We can continue our analysis by looking at the heterozygous variants in our case, for which the control carries a reference homozygous, with the code:
zcat joint_germline_recalibrated_snpEff.ann.vcf.gz | grep PASS | grep HIGH | perl -nae 'if($F[10]=~/0\/0/ && $F[9]=~/0\/1/){print $_;}'
This will results in the following list of variants:
chr21 44339194 rs769070783 T C 57.91 PASS AC=1;AF=0.25;AN=4;BaseQRankSum=-2.373;DB;DP=84;ExcessHet=0;FS=0;MLEAC=1;MLEAF=0.25;MQ=60;MQRankSum=0;POSITIVE_TRAIN_SITE;QD=3.41;ReadPosRankSum=-0.283;SOR=0.859;VQSLOD=198.85;culprit=FS;ANN=C|start_lost|HIGH|CFAP410|ENSG00000160226|transcript|ENST00000397956.7|protein_coding|1/7|c.1A>G|p.Met1?|200/1634|1/1128|1/375||,C|upstream_gene_variant|MODIFIER|ENSG00000232969|ENSG00000232969|transcript|ENST00000426029.1|pseudogene||n.-182T>C|||||182|,C|downstream_gene_variant|MODIFIER|ENSG00000184441|ENSG00000184441|transcript|ENST00000448927.1|pseudogene||n.*3343T>C|||||3343|;LOF=(CFAP410|ENSG00000160226|1|1.00) GT:AD:DP:GQ:PL 0/1:8,9:17:66:66,0,71 0/0:67,0:67:99:0,118,999
chr21 44406660 rs139273180 C T 35.91 PASS AC=1;AF=0.25;AN=4;BaseQRankSum=-4.294;DB;DP=127;ExcessHet=0;FS=5.057;MLEAC=1;MLEAF=0.25;MQ=60;MQRankSum=0;POSITIVE_TRAIN_SITE;QD=0.51;ReadPosRankSum=0.526;SOR=1.09;VQSLOD=269.00;culprit=FS;ANN=T|stop_gained|HIGH|TRPM2|ENSG00000142185|transcript|ENST00000397932.6|protein_coding|19/33|c.2857C>T|p.Gln953*|2870/5216|2857/4662|953/1553||;LOF=(TRPM2|ENSG00000142185|1|1.00);NMD=(TRPM2|ENSG00000142185|1|1.00) GT:AD:DP:GQ:PL 0/1:48,22:71:44:44,0,950 0/0:51,0:51:99:0,100,899
chr21 45989090 . C T 43.91 PASS AC=1;AF=0.25;AN=4;BaseQRankSum=2.65;DP=89;ExcessHet=0;FS=4.359;MLEAC=1;MLEAF=0.25;MQ=60;MQRankSum=0;QD=2.58;ReadPosRankSum=-1.071;SOR=1.863;VQSLOD=240.19;culprit=FS;ANN=T|stop_gained|HIGH|COL6A1|ENSG00000142156|transcript|ENST00000361866.8|protein_coding|9/35|c.811C>T|p.Arg271*|892/4203|811/3087|271/1028||;LOF=(COL6A1|ENSG00000142156|1|1.00);NMD=(COL6A1|ENSG00000142156|1|1.00) GT:AD:DP:GQ:PL 0/1:10,7:18:51:52,0,51 0/0:70,0:70:99:0,120,1800
If we search them one by one, we will see that one in particular occurs on a gene (COL6A1) which was previously reported as constrained for loss of function variants in the database version 2.1:
while the version 4.0 of the database, resulting from almost one million samples, reports the gene as not constrained:
We can search for this variant in ClinVar by using an advanced search and limiting our search to both chromosome and base position, like indicated in figure below:
This will return two results: one deletion and one single nucleotide variant C>T corresponding to the one we called in the case individual:
If we click on the nomenclature of the variant we found, we will be able to access the data provided with the submission.
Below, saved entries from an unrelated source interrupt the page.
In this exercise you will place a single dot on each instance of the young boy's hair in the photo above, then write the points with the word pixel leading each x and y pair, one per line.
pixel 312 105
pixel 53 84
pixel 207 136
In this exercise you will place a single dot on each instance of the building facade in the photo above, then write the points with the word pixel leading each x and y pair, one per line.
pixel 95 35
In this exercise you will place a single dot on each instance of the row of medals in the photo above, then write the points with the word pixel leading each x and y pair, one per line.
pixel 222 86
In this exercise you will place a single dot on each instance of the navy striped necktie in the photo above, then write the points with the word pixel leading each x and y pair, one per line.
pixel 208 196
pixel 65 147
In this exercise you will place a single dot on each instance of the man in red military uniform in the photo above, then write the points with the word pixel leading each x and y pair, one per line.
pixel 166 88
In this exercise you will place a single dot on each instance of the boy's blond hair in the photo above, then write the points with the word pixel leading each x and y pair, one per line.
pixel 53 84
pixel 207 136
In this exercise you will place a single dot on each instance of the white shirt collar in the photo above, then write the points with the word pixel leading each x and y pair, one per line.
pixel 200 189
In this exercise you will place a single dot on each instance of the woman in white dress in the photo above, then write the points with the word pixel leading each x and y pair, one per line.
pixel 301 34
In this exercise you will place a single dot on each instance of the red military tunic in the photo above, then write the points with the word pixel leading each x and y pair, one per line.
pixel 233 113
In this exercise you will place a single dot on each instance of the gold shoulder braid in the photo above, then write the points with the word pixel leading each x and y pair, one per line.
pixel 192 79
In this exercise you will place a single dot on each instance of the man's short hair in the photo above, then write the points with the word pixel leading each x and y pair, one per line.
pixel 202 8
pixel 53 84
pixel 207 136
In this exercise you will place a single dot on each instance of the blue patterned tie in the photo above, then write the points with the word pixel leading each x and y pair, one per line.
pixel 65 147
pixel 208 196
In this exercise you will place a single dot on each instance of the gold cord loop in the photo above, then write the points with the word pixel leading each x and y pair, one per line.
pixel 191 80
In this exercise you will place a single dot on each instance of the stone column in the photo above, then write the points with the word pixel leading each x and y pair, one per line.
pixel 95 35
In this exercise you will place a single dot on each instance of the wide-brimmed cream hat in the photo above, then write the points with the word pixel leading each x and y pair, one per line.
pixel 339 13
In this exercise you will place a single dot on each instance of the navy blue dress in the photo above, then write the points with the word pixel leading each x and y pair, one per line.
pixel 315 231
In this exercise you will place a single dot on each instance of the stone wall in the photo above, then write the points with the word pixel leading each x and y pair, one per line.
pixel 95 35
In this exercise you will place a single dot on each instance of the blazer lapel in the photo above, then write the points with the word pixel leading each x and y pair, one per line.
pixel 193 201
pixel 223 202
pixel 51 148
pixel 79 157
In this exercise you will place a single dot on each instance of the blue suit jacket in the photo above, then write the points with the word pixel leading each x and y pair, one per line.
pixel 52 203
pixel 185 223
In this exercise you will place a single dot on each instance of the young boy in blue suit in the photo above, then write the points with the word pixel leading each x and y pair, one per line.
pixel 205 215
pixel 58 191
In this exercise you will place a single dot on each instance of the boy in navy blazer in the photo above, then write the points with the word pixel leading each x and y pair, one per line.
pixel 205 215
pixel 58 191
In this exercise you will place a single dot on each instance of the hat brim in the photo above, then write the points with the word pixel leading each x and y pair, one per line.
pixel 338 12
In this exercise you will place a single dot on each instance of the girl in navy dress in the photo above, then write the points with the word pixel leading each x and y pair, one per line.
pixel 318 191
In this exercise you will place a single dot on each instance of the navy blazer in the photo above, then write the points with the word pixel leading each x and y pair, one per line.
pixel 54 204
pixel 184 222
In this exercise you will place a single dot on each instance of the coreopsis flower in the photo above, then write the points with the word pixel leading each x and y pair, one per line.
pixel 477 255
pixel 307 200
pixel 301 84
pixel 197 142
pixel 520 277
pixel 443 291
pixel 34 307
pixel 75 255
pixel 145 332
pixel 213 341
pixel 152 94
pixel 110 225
In this page we can see that multiple submitters have provided an interpretation for this nonsense mutation (2 stars). Under the section "Submitted interpretations and evidence" we can gather additional data on the clinical information that led the submitters to classify the variant as "pathogenic".
Conclusions¶
After narrowing down our search and inspecting genomic context and clinical information, we can conclude that the variant
chr21 45989090 C T AC=1;AF=0.25;AN=4;BaseQRankSum=2.37;DP=86;ExcessHet=0;FS=0;MLEAC=1;MLEAF=0.25;MQ=60;MQRankSum=0;QD=2.99;ReadPosRankSum=-0.737;SOR=1.022;VQSLOD=9.09;culprit=QD;ANN=T|stop_gained|HIGH|COL6A1|ENSG00000142156|transcript|ENST00000361866.8|protein_coding|9/35|c.811C>T|p.Arg271*|892/4203|811/3087|271/1028||;LOF=(COL6A1|ENSG00000142156|1|1.00);NMD=(COL6A1|ENSG00000142156|1|1.00) GT:AD:DP:GQ:PL 0/1:8,6:15:40:50,0,40 0/0:70,0:70:99:0,112,1494
is most likely the causative one, because it creates a premature stop in the COL6A1 gene, with loss of function variants on this gene known to be pathogenic.